Community-acquired pneumonia (CAP) refers to respiratory infection suffered outside the hospital, and some latent pathogen infections can develop within the average incubation period after admission. The disease occurs at a high rate between the ages of 65 and 79.³² It is estimated that in developing countries there are 151 million new episodes annually,³³ and 3.5 million children die each year due to CAP morbidity worldwide.³⁴ In the United States, approximately 20 per 1000 people older than 60 years of age have CAP,³⁵ ranked as the ninth leading cause of death. According to a large-scale population survey study,³⁶ RDW has better sensitivity than CURB-65 score in predicting intensive care unit (ICU) admission rate or mortality in patients with CAP. Lee et al³⁷ retrospectively studied 1069 hospitalized patients with CAP. They calculated the changes in RDW during hospitalization, ΔRDW=(RDW_Day1-RDW_DayN)/RDW_Day1×100%,to obtain ΔRDW_2-1,ΔRDW_3-1, … ΔRDW_N-1, respectively, and followed up to determine 30-day death rate. It was found that patients with RDW ≤14.8% and ΔRDW_4-1≥0.6% showed the longest survival time after standard treatment. At the same level of the Pneumonia Severity Index (PSI), patients with initial RDW ≤14.8% showed a tendency towards lower mortality than those with RDW >14.8%. In addition, patients with ΔRDW_4-1≥0.6% tended to have lower mortality rates than those with ΔRDW_4-1<0.6% at the same level of the PSI and the same initial RDW (initial RDW ≤14.8%: 6.8% vs 8.6%, p=0.74; initial RDW >14.8%: 12.5% vs 36%, p<0.05). Following standardized admission, ΔRDW showed a negative change, which can be attributed to the alleviation of inflammation and oxidative stress during the initial treatment of CAP.³⁶ ΔRDW can therefore be used as an independent predictor of short-term mortality in patients with CAP.

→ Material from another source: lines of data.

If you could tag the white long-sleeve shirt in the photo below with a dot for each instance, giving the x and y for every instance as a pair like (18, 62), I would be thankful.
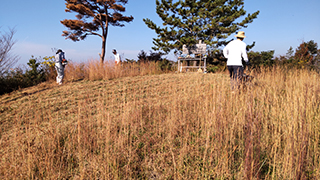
(117, 58)
(59, 57)
(234, 51)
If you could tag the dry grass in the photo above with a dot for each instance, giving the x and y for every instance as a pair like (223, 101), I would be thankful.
(94, 70)
(169, 126)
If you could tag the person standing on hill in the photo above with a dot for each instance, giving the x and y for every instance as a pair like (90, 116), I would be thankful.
(59, 61)
(234, 52)
(117, 58)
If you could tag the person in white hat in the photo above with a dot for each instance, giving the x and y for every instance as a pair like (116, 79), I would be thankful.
(117, 58)
(234, 52)
(59, 65)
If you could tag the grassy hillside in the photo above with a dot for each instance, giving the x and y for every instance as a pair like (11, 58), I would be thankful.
(170, 126)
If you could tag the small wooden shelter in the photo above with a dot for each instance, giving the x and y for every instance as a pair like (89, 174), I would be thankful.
(199, 52)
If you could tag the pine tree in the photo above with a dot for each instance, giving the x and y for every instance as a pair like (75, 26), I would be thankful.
(188, 21)
(102, 12)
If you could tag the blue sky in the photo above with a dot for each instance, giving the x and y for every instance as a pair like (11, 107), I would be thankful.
(280, 24)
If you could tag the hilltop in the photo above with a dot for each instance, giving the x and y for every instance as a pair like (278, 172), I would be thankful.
(169, 126)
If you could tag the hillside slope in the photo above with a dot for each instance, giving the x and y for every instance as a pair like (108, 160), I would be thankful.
(170, 126)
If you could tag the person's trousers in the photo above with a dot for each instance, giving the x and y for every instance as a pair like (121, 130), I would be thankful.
(236, 73)
(60, 71)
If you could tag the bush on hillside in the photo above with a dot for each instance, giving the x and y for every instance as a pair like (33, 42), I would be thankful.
(18, 78)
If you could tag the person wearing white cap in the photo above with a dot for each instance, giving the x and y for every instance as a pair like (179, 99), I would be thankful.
(117, 58)
(60, 60)
(234, 52)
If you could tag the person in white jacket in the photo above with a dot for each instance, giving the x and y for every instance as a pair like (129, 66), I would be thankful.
(117, 58)
(234, 52)
(59, 59)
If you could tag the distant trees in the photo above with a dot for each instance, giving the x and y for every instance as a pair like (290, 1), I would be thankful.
(306, 55)
(7, 59)
(188, 21)
(102, 12)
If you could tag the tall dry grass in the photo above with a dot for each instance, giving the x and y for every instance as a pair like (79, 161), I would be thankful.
(94, 70)
(169, 126)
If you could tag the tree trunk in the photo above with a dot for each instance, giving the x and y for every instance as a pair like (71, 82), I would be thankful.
(103, 50)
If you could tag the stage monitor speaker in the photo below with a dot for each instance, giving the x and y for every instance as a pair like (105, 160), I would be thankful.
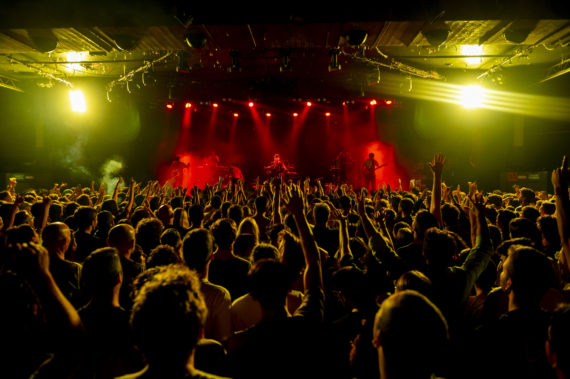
(536, 180)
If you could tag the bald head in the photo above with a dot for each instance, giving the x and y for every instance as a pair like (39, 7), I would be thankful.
(122, 237)
(56, 237)
(410, 333)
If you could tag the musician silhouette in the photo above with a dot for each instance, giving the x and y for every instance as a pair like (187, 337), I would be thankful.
(369, 168)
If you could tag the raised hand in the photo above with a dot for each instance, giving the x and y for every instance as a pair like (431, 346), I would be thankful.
(293, 200)
(437, 163)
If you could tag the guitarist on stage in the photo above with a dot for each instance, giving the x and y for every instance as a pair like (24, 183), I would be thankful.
(369, 168)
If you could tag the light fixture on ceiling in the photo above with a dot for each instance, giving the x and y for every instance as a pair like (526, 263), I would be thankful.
(355, 37)
(519, 30)
(43, 41)
(436, 33)
(285, 55)
(196, 40)
(334, 64)
(182, 66)
(235, 66)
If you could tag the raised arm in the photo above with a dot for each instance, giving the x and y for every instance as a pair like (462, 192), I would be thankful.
(560, 184)
(313, 278)
(436, 166)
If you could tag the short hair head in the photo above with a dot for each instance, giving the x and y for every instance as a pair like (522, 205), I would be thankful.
(168, 316)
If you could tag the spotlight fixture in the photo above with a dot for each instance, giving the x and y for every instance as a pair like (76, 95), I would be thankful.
(519, 30)
(43, 41)
(235, 67)
(436, 33)
(285, 55)
(182, 66)
(195, 40)
(334, 65)
(355, 37)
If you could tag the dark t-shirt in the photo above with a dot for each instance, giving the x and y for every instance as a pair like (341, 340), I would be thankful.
(86, 244)
(67, 275)
(285, 347)
(131, 270)
(109, 345)
(230, 274)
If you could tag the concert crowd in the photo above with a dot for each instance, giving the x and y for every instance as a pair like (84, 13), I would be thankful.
(285, 279)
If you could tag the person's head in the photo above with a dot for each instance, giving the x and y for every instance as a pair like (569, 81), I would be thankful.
(180, 219)
(198, 249)
(171, 237)
(414, 280)
(526, 276)
(85, 217)
(111, 206)
(249, 226)
(264, 251)
(148, 233)
(530, 212)
(56, 237)
(558, 342)
(411, 335)
(439, 248)
(235, 212)
(243, 245)
(168, 316)
(260, 204)
(321, 213)
(527, 196)
(165, 214)
(405, 207)
(105, 221)
(224, 232)
(162, 255)
(449, 214)
(196, 215)
(269, 283)
(549, 231)
(422, 222)
(101, 272)
(523, 227)
(122, 237)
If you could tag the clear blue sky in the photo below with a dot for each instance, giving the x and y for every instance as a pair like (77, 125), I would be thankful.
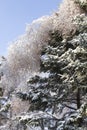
(14, 14)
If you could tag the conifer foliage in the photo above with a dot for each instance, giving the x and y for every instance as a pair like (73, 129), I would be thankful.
(54, 95)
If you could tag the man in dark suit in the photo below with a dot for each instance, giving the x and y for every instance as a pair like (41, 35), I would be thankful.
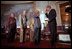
(51, 15)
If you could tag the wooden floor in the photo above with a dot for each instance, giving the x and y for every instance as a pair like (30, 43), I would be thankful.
(43, 44)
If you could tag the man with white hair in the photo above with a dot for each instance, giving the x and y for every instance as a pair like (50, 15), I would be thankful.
(51, 15)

ΔRDW and Chronic Obstructive Pulmonary Disease

Chronic obstructive pulmonary disease (COPD) is a respiratory disease characterized by persistent airflow limitation,³⁸ and the progression of this disease is associated with enhanced chronic inflammatory reflexes. Studies have shown a correlation between dynamic changes in RDW and COPD readmission rates. The 30-day readmission rate was 27.1% in patients with a ΔRDW positive change,³⁹ and significantly higher than that in patients with ΔRDW dynamic reduction (9.7%). Monitoring the trend of ΔRDW can play an essential role in the timely adjustment of COPD treatment options and assessment of prognosis.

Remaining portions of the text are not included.